Instead of OralTrad, Thursday takes her intern to the Great Library. She explains that the library was not any more real than BookWorld was. And it changed the way the contents of a book might change from reading to reading, from reader to reader.

[page 52] The library was as nebulous as the books it contained; its form was decided not only by the base description but my interpretation of what a Great Library might look like. Because of this the library was as subtly changeable as my moods. At times dark and somber, at others light and airy. Reading, I had learned, was as creative a process as writing, sometimes more so. When we read of the dying rays of the setting sun or the boom and swish of the incoming tide, we should reserve as much praise for ourselves as for the author. After all, the reader is doing all the work — the writer might have died long ago.

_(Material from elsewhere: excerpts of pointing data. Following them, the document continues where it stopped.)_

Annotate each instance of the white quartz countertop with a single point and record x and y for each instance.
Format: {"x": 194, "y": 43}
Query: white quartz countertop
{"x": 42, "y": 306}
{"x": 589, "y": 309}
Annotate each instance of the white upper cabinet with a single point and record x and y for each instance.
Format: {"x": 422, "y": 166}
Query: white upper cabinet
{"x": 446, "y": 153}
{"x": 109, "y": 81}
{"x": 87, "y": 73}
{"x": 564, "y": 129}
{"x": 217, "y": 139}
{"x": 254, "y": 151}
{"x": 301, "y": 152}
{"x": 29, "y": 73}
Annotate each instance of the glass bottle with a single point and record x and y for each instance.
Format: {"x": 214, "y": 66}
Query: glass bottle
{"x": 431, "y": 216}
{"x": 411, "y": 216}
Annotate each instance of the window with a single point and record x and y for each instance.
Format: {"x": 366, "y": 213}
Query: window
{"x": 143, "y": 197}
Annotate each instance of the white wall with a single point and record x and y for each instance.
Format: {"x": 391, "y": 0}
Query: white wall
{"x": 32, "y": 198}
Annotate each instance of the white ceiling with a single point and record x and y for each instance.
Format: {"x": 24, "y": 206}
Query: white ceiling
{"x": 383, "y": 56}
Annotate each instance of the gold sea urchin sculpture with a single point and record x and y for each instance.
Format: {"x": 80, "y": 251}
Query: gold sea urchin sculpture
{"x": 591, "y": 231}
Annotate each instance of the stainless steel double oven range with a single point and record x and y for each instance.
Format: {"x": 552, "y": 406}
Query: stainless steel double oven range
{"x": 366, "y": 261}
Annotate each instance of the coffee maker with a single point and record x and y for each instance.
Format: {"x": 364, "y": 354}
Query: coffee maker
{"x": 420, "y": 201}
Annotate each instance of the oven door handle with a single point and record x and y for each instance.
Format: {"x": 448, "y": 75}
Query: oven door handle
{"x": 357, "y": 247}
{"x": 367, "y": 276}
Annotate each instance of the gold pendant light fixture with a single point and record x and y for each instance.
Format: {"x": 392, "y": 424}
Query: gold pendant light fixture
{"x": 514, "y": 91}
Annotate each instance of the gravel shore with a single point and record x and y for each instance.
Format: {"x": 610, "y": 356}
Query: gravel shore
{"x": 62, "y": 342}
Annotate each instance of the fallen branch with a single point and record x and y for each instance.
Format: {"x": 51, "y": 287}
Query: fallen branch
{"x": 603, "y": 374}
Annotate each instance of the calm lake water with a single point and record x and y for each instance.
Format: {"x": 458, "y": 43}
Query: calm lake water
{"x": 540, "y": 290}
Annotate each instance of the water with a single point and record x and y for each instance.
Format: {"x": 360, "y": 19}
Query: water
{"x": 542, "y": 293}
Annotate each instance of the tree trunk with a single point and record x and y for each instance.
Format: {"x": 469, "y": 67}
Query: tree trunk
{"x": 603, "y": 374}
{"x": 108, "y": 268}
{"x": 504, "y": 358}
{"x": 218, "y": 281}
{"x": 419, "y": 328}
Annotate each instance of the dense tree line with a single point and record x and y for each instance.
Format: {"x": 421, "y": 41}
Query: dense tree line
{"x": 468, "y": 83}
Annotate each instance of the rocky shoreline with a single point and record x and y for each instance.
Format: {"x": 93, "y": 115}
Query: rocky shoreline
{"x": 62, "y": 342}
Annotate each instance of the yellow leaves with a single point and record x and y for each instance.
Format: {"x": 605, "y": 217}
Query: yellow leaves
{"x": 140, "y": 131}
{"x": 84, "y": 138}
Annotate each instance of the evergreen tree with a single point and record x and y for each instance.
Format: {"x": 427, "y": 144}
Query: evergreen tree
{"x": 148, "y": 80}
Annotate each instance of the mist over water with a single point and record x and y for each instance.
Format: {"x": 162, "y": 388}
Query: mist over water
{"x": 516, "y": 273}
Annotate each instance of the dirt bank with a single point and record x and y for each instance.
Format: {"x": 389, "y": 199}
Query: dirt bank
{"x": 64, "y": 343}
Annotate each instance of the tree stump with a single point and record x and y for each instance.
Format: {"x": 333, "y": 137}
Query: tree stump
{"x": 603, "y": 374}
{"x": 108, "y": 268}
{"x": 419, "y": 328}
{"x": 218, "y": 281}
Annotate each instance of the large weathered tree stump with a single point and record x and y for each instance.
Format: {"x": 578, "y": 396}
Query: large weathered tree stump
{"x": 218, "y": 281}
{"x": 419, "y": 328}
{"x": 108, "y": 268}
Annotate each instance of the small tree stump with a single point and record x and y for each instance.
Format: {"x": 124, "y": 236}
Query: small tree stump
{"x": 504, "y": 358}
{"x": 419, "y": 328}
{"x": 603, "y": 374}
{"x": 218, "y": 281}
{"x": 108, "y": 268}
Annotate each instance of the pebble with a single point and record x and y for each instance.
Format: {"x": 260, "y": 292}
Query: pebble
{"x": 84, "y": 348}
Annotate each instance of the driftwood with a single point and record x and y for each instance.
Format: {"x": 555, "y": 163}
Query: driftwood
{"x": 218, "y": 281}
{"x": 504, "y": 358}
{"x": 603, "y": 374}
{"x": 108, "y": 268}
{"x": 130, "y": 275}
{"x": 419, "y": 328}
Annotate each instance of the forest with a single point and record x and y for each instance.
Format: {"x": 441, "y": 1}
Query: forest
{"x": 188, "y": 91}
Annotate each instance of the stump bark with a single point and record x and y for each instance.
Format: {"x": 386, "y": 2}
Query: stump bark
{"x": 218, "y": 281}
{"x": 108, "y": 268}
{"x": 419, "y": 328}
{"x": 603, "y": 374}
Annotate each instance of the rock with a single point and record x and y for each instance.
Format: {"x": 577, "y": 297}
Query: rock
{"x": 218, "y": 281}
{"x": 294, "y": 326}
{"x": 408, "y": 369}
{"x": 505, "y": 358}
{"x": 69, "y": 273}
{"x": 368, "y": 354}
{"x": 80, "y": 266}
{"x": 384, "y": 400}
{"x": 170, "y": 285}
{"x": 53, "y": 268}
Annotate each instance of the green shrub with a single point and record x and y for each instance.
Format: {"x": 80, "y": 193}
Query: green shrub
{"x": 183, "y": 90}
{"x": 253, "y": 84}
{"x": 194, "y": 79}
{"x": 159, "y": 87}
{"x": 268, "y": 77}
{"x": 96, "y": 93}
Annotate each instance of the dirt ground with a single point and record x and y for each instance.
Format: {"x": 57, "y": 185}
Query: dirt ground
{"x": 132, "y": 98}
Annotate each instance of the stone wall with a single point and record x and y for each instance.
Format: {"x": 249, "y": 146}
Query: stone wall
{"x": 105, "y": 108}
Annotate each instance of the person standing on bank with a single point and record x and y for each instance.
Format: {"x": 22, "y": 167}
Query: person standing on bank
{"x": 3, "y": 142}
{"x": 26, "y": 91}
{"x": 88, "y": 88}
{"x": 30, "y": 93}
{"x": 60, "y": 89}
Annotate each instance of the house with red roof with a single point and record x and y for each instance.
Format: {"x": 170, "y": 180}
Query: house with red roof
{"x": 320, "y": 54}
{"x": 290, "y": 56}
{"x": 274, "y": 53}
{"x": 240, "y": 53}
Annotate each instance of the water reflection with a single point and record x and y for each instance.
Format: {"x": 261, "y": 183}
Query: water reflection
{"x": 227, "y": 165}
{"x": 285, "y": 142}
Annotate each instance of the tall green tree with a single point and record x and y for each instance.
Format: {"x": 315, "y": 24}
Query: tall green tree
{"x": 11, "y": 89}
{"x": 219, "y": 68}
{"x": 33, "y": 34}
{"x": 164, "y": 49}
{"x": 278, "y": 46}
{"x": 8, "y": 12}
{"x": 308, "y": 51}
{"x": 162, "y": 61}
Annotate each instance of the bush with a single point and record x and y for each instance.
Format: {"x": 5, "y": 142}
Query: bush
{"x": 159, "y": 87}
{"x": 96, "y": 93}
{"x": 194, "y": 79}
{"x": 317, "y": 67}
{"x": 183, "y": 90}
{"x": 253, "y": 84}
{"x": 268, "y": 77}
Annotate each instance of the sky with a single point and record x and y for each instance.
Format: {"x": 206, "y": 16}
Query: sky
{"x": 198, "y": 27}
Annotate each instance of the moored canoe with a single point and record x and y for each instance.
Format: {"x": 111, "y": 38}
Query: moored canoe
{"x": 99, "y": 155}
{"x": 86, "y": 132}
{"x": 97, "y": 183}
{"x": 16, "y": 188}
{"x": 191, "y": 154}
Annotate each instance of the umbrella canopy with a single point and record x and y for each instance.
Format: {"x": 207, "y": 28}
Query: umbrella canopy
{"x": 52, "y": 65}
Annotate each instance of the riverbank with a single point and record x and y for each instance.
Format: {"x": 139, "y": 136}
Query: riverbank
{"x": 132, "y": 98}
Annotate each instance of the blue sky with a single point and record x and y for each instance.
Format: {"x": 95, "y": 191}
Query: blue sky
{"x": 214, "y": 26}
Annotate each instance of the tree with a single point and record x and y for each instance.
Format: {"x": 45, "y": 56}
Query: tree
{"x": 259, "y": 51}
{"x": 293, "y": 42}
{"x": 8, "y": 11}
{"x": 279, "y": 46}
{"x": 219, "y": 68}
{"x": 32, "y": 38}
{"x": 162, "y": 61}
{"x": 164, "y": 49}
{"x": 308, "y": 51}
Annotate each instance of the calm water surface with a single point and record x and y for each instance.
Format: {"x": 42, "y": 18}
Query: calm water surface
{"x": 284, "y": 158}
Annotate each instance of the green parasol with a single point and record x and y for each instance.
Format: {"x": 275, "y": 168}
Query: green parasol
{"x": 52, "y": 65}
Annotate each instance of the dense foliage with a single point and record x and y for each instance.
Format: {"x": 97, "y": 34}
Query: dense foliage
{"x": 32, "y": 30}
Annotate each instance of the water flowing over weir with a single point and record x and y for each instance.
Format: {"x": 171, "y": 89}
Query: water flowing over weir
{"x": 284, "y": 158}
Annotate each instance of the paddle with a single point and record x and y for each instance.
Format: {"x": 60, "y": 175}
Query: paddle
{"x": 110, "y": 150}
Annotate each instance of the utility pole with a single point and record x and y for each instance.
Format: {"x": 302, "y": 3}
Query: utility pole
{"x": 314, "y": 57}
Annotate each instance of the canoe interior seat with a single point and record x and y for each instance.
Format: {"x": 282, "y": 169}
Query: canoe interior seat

Agent Thursday Next is 00-qualified by Jurisfiction, licensed to kill, which in BookWorld means to reduce a person, place, or thing to text: scattered letters which enter the great Text Sea where they may be recycled. Here she is preparing her weapon which only works on BookWorld characters. She fills it with the writer's weapon of choice for erasing BookWorld characters: an eraserhead bullet!

[page 60] I slipped the cartridge in, snapped the pistol shut and put it back in my bag. The eraserhead was just one of the many abstract technologies that JurisTech built for us. Designed to sever the bonds between letters in a word, it was a devastating weapon to anyone of textual origin — a single blast from one of these and the unlucky recipient would be nothing but a jumbled heap of letters and a bluish haze. Its use is strictly controlled — Jurisfiction agents only.

One might wonder what it's like being inside a book when a reading occurs, and Jasper gives us that very description. Read this and imagine that someone is inside this book experiencing this as you are reading it. Or that you are inside the book as someone else is reading it. Caution: do not attempt this if you are reading while driving a car!

[page 67] There was a distant hum and a rumble as the reading approached. Then came a light buzz in the air like static and an increased heightening of the sense as the reader took up the descriptive power of the book and translated it into his or her own unique interpretation of the events — channeled from here through the massive imaginotransference Storycode Engines back at Text Grand Central and into the reader's imagination. It was a technology of almost incalculable complexity, which I had yet to fully understand. But the beauty of the whole process was that the reader in the Outland never suspected there was any sort of process at all — the act of reading was to most people, myself included, as natural as breathing.

But the effect inside BookWorld is phenomenal! When a reading takes place, the walls gain a texture provided by the imagination of the reader, the smells become distinct, the sounds may take on a musical quality — all the sensory experience is heightened during the reading process. Fasten your seatbelts as you experience a reading of Pinocchio. You are in Geppetto's workshop. Watch out! Here comes the reader!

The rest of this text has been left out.